Keeping in view the dearth of quality scrips and
influx of funds to equities market, it is the most appropriate time for
enhancing paid-up capital requirement of commercial banks. The enhanced
capital will further strengthen the financial health of banks and
facilitate them in meeting the growing demand for credit by the private
At present the minimum paid-up capital requirement
for listed commercial banks is Rs 1,000 million. This should be enhanced
to Rs 1,500 million by December 31, 2004 and to Rs 2,000 million by
December 31, 2005. This can be achieved with complete ease as
shareholders' equity of most of the banks was around this amount at the
end of year 2002. Looking the financial results of the banks for the
year ended December 2003 it can be said with complete confidence that
meeting the enhanced capital requirement does not pose any problem.
However, meeting the requirement may be difficult for couple of banks.

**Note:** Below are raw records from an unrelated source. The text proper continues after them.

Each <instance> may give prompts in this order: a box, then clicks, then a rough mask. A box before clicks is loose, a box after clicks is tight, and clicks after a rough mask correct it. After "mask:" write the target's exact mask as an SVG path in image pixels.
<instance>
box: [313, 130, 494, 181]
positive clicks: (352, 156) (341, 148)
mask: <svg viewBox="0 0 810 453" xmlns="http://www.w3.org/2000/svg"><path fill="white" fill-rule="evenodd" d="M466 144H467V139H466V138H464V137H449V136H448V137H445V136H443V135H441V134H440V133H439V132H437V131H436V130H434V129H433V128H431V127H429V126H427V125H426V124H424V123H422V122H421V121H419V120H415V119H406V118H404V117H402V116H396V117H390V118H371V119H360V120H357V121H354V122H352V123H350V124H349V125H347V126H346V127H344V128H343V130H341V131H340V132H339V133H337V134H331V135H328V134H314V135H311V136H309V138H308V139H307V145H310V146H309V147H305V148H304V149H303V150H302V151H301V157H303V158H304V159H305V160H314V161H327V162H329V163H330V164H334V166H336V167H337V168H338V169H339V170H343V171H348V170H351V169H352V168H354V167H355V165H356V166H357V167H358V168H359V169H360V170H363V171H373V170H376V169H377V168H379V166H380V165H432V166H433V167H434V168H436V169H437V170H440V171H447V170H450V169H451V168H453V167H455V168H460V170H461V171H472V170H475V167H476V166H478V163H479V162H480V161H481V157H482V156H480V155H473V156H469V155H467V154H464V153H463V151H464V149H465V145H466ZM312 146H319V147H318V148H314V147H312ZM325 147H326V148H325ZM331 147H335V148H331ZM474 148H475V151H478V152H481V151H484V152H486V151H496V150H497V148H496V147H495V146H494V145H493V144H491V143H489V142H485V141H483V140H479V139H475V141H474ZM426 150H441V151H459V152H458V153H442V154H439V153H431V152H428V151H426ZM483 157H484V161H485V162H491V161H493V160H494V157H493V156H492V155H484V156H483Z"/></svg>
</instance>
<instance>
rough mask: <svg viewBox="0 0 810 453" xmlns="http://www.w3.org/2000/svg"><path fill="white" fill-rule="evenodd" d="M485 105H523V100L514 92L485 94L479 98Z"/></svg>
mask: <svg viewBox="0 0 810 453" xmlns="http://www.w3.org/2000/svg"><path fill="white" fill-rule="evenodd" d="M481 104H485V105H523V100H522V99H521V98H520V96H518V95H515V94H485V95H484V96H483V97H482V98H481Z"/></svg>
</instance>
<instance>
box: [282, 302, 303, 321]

These are the banks where there was a management change lately.
RIGHT VS BONUS
The suggested approach for enhancing is to go for
Rights Issues rather than Bonus Shares. According to some analysts issue
of Bonus Shares will help in enhancing capital but it will be only a
book entry, changing the nomenclature of retained earnings. Issue of
Right Shares can only help in achieving the real benefit. This will, on
the one hand, absorb some of the surplus liquidity and, on the other
hand, increase the market float of the sector.
Keeping in view the current quoted prices of shares
of banks, it is also suggested that Right Shares should be issued at
minimum 50% premium. Issue of Right Shares will help in absorbing more
of the prevailing liquidity and also enable the banks to create a
reserve to further boost shareholders' equity. This amount can be
utilized in future for paying dividend.
Some of the critics may argue that enhanced capital
will affect the future dividend payout of the banks. However, a credible
argument in favour of enhanced capital is that the paradigm shift in
banking strategy has already started yielding results, in the shape of
higher earnings. Further fine-tuning of strategy can still yield better
It has often been said in the past that earnings of
banks came under pressure due to massive decline in return on government
securities. However, the critics do not have any sympathy with those
banks, which have been investing very heavily in government securities.

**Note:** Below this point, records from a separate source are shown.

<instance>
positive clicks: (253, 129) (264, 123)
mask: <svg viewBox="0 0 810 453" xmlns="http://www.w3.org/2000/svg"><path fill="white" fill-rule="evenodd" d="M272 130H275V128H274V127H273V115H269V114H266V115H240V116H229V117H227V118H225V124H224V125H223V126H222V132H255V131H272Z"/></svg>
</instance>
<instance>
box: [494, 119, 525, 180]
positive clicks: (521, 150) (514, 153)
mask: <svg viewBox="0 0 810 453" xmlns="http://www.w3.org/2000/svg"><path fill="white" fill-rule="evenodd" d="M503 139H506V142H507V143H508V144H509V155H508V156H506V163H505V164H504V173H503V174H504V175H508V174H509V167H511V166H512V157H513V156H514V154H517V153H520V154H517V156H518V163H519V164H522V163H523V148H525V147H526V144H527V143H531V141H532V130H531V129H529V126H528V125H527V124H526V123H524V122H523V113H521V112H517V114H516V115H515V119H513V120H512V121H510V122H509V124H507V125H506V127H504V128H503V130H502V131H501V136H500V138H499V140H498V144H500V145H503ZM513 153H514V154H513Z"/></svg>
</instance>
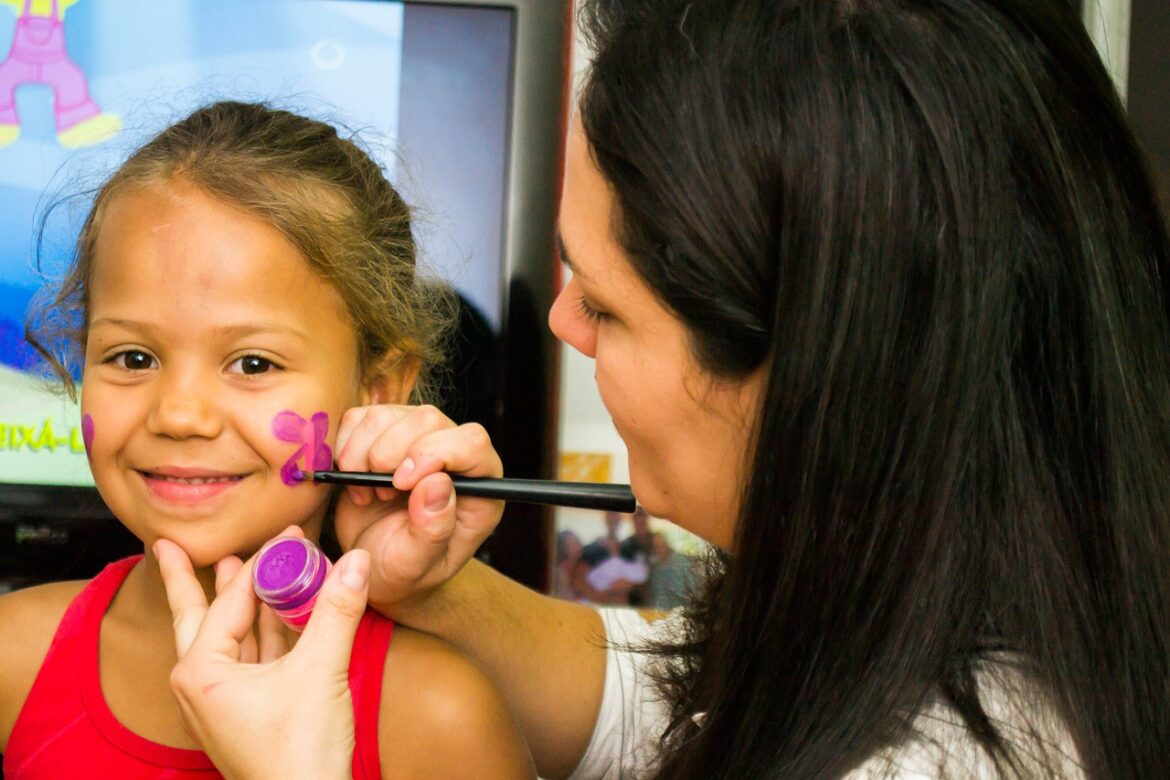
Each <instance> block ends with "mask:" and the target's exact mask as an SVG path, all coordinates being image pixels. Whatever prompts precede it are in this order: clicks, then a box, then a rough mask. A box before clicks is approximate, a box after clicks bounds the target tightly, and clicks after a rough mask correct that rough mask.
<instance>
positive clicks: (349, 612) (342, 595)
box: [296, 550, 370, 676]
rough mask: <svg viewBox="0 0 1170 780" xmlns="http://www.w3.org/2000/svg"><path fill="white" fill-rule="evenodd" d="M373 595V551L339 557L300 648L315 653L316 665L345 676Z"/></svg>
mask: <svg viewBox="0 0 1170 780" xmlns="http://www.w3.org/2000/svg"><path fill="white" fill-rule="evenodd" d="M369 595H370V553H367V552H366V551H364V550H352V551H350V552H347V553H345V554H344V555H342V557H340V558H339V559H338V560H337V564H336V565H335V566H333V568H332V571H331V572H330V573H329V577H326V578H325V584H324V585H323V586H322V588H321V593H318V594H317V603H316V605H314V607H312V615H311V616H310V617H309V623H308V626H305V628H304V634H303V635H302V636H301V640H300V641H298V642H297V646H296V651H297V653H298V654H304V655H308V656H311V663H312V664H314V665H318V667H319V668H324V669H331V670H333V671H335V672H338V674H342V675H343V676H344V675H345V674H346V670H347V669H349V665H350V653H351V651H352V649H353V635H355V634H356V633H357V630H358V623H359V622H362V615H363V614H365V608H366V599H367V598H369ZM302 647H303V648H304V649H303V650H302Z"/></svg>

They say, "It was an irony that the return on government securities
was exceptionally high in the past. It was only recently that return
came down. Therefore, banks must look for new and high yielding
investment opportunities rather than complaining about the poor return
on government securities."
Lately some of the banks following pro-active
strategy started investing in equities to overcome 'surplus liquidity
crisis'. However, it raised some concerns and the central bank was quick
in advising the banks to bring down their investment in equities within
the limits stipulated in Prudential Regulations. Banks have been given
the timeframe to meet the requirement. According to some analysts:
"The central bank should have not insisted on asking the banks to
curtail their investment in equities but should have developed better
and more stringent monitoring system".
Saying this these analysts could not resist that the
restriction from the central bank opens new vistas. Instead of crumbling
the banks should establish fully owned subsidiaries to manage mutual
funds. The rational behind flotation of mutual funds is that it will
help in overcoming the twin problems, overcoming 'surplus liquidity
crisis' and meeting the Prudential Regulation requirements.

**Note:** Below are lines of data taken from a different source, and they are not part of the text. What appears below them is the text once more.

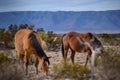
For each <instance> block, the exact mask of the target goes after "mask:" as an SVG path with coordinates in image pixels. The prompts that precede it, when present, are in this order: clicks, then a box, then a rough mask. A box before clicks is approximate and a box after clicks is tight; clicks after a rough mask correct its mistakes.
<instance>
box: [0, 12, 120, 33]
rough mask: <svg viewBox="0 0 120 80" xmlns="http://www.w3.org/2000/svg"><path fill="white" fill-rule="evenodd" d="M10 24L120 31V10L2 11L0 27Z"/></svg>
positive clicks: (73, 30) (59, 31) (58, 28)
mask: <svg viewBox="0 0 120 80" xmlns="http://www.w3.org/2000/svg"><path fill="white" fill-rule="evenodd" d="M10 24H16V25H20V24H29V25H31V24H32V25H35V29H37V28H44V29H45V31H55V32H68V31H79V32H88V31H89V32H119V31H120V10H110V11H54V12H52V11H14V12H0V27H5V28H7V27H8V26H9V25H10Z"/></svg>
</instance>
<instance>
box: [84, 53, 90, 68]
mask: <svg viewBox="0 0 120 80" xmlns="http://www.w3.org/2000/svg"><path fill="white" fill-rule="evenodd" d="M88 60H89V55H87V57H86V62H85V67H86V66H87V63H88Z"/></svg>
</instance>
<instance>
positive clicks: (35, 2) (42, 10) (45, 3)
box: [0, 0, 120, 12]
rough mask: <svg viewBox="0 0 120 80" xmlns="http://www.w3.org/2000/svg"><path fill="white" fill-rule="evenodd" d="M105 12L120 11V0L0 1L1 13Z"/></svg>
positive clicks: (15, 0)
mask: <svg viewBox="0 0 120 80" xmlns="http://www.w3.org/2000/svg"><path fill="white" fill-rule="evenodd" d="M105 10H120V0H0V12H6V11H105Z"/></svg>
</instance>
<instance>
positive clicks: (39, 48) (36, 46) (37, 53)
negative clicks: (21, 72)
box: [28, 32, 44, 56]
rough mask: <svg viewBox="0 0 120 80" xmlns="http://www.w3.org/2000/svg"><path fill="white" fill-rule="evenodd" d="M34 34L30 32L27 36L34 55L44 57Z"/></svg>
mask: <svg viewBox="0 0 120 80" xmlns="http://www.w3.org/2000/svg"><path fill="white" fill-rule="evenodd" d="M35 34H36V32H31V33H30V34H29V37H28V38H30V39H31V44H32V46H33V48H34V49H35V50H36V53H37V55H38V56H44V51H43V49H42V47H41V45H40V43H39V41H38V40H37V37H36V35H35Z"/></svg>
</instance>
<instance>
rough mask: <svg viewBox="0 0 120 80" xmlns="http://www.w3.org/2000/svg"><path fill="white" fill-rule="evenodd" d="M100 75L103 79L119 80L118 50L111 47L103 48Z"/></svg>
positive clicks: (104, 79)
mask: <svg viewBox="0 0 120 80" xmlns="http://www.w3.org/2000/svg"><path fill="white" fill-rule="evenodd" d="M101 60H102V64H101V67H102V68H101V73H100V75H99V76H100V77H102V79H103V80H119V79H120V76H119V74H120V52H119V51H116V50H114V49H113V48H108V49H105V51H104V53H103V55H102V57H101Z"/></svg>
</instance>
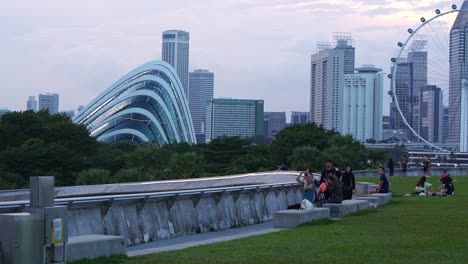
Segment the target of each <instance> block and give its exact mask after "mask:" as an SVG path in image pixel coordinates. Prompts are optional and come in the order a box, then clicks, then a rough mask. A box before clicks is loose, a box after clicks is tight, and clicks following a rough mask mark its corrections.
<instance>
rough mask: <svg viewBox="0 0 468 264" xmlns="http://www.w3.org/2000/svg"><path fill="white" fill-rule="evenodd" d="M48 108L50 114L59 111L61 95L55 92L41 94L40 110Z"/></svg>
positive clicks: (39, 95) (55, 113) (39, 108)
mask: <svg viewBox="0 0 468 264" xmlns="http://www.w3.org/2000/svg"><path fill="white" fill-rule="evenodd" d="M43 109H47V110H49V113H50V114H57V113H58V112H59V95H58V94H54V93H44V94H39V110H43Z"/></svg>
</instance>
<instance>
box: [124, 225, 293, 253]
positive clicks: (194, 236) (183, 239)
mask: <svg viewBox="0 0 468 264" xmlns="http://www.w3.org/2000/svg"><path fill="white" fill-rule="evenodd" d="M281 230H285V229H282V228H273V221H269V222H265V223H261V224H257V225H250V226H245V227H239V228H232V229H227V230H222V231H217V232H207V233H201V234H194V235H187V236H181V237H175V238H170V239H164V240H159V241H156V242H151V243H144V244H140V245H137V246H131V247H128V248H127V255H128V256H129V257H133V256H139V255H146V254H151V253H158V252H163V251H171V250H178V249H184V248H189V247H194V246H199V245H205V244H212V243H217V242H223V241H229V240H234V239H239V238H244V237H250V236H256V235H262V234H267V233H272V232H278V231H281Z"/></svg>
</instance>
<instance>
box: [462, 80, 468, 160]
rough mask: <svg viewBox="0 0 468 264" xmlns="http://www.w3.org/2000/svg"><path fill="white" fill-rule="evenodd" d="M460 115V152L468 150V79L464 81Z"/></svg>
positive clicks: (462, 83)
mask: <svg viewBox="0 0 468 264" xmlns="http://www.w3.org/2000/svg"><path fill="white" fill-rule="evenodd" d="M460 108H461V115H460V120H461V122H460V152H468V81H467V80H463V82H462V94H461V103H460Z"/></svg>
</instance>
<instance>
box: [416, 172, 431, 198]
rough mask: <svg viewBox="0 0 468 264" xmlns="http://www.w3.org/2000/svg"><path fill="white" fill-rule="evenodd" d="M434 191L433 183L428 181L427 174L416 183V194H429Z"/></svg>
mask: <svg viewBox="0 0 468 264" xmlns="http://www.w3.org/2000/svg"><path fill="white" fill-rule="evenodd" d="M431 193H432V184H430V183H429V182H428V181H427V177H426V176H422V177H421V178H420V179H419V180H418V182H417V183H416V187H415V188H414V194H416V195H421V196H422V195H425V196H429V195H431Z"/></svg>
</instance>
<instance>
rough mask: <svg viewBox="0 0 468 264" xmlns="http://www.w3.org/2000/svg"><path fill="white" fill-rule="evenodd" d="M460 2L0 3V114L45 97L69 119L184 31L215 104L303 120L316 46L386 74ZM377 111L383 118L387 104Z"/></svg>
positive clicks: (358, 65) (43, 0) (15, 109)
mask: <svg viewBox="0 0 468 264" xmlns="http://www.w3.org/2000/svg"><path fill="white" fill-rule="evenodd" d="M461 3H462V1H461V0H458V1H454V2H452V1H447V0H420V1H417V0H413V1H411V0H410V1H399V0H380V1H377V0H361V1H359V0H327V1H325V0H171V1H167V0H135V1H117V0H99V1H96V0H67V1H63V0H56V1H52V0H41V1H36V0H30V1H22V0H16V1H13V0H11V1H9V0H1V1H0V24H1V25H2V26H1V27H0V36H1V41H0V70H1V71H0V83H1V91H2V92H1V96H0V108H8V109H10V110H25V108H26V101H27V99H28V96H30V95H34V96H36V97H37V95H38V94H39V93H45V92H53V93H58V94H60V110H69V109H74V110H76V108H77V107H78V105H86V104H87V103H89V102H90V101H91V100H92V99H93V98H94V97H96V96H97V95H98V94H100V93H101V92H102V91H103V90H105V89H106V88H107V87H108V86H109V85H111V84H112V83H113V82H115V81H116V80H118V79H119V78H120V77H121V76H123V75H124V74H126V73H127V72H129V71H130V70H132V69H134V68H135V67H137V66H139V65H141V64H143V63H145V62H148V61H150V60H159V59H161V32H162V31H164V30H167V29H182V30H186V31H189V32H190V71H193V70H194V69H208V70H210V71H212V72H214V73H215V97H233V98H242V99H264V100H265V111H286V112H290V111H308V109H309V82H310V77H309V71H310V69H309V68H310V55H311V54H313V53H315V50H316V46H315V45H316V42H323V41H330V42H331V41H332V38H333V32H350V33H352V34H353V38H354V40H355V43H356V66H359V65H362V64H374V65H376V66H377V67H379V68H383V69H384V71H385V72H389V67H390V58H391V57H392V55H393V54H394V52H395V49H396V48H397V46H396V43H397V42H398V41H402V40H404V38H406V37H407V36H408V34H407V33H406V29H407V28H408V27H416V26H417V25H419V24H420V22H419V18H420V17H421V16H426V17H431V16H432V15H433V14H434V10H435V9H436V8H440V9H441V10H449V9H450V6H451V5H452V4H457V5H461ZM385 82H386V85H387V79H386V80H385ZM387 88H388V85H387ZM385 94H386V93H385ZM385 102H386V104H385V105H384V113H387V112H388V106H387V103H388V102H389V98H388V96H387V95H386V96H385ZM288 115H289V113H288Z"/></svg>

However, the analysts also suggest that banks should
also be given permission to float open-end mutual funds. It should also
be made mandatory that they create balanced fund, not investing their
entire fund in any one particular area. Managing an open-end fund keeps
the asset management company at its toes all the time.
It is the most appropriate time for enhancing paid-up
capital requirement for commercial banks. The market has higher appetite
and influx of funds to equities market is expected to remain high. In
order to enable the investors to earn modest return on their investment
in equities and also to hedge their investment it is mandatory that
market float of quality scrips should be increased.
The idea is fully supported by acts of sponsors of
commercial banks as some of them have already announced to issue Right
as well as Bonus Shares at the time of release of financial results for
the year ended December 31, 2003. The other should also be convinced to
follow their footprints to further consolidate Pakistan's banking sector
to meet the future challenges. The strong and healthy financial is a
must for accelerating the pace of economic development of the country.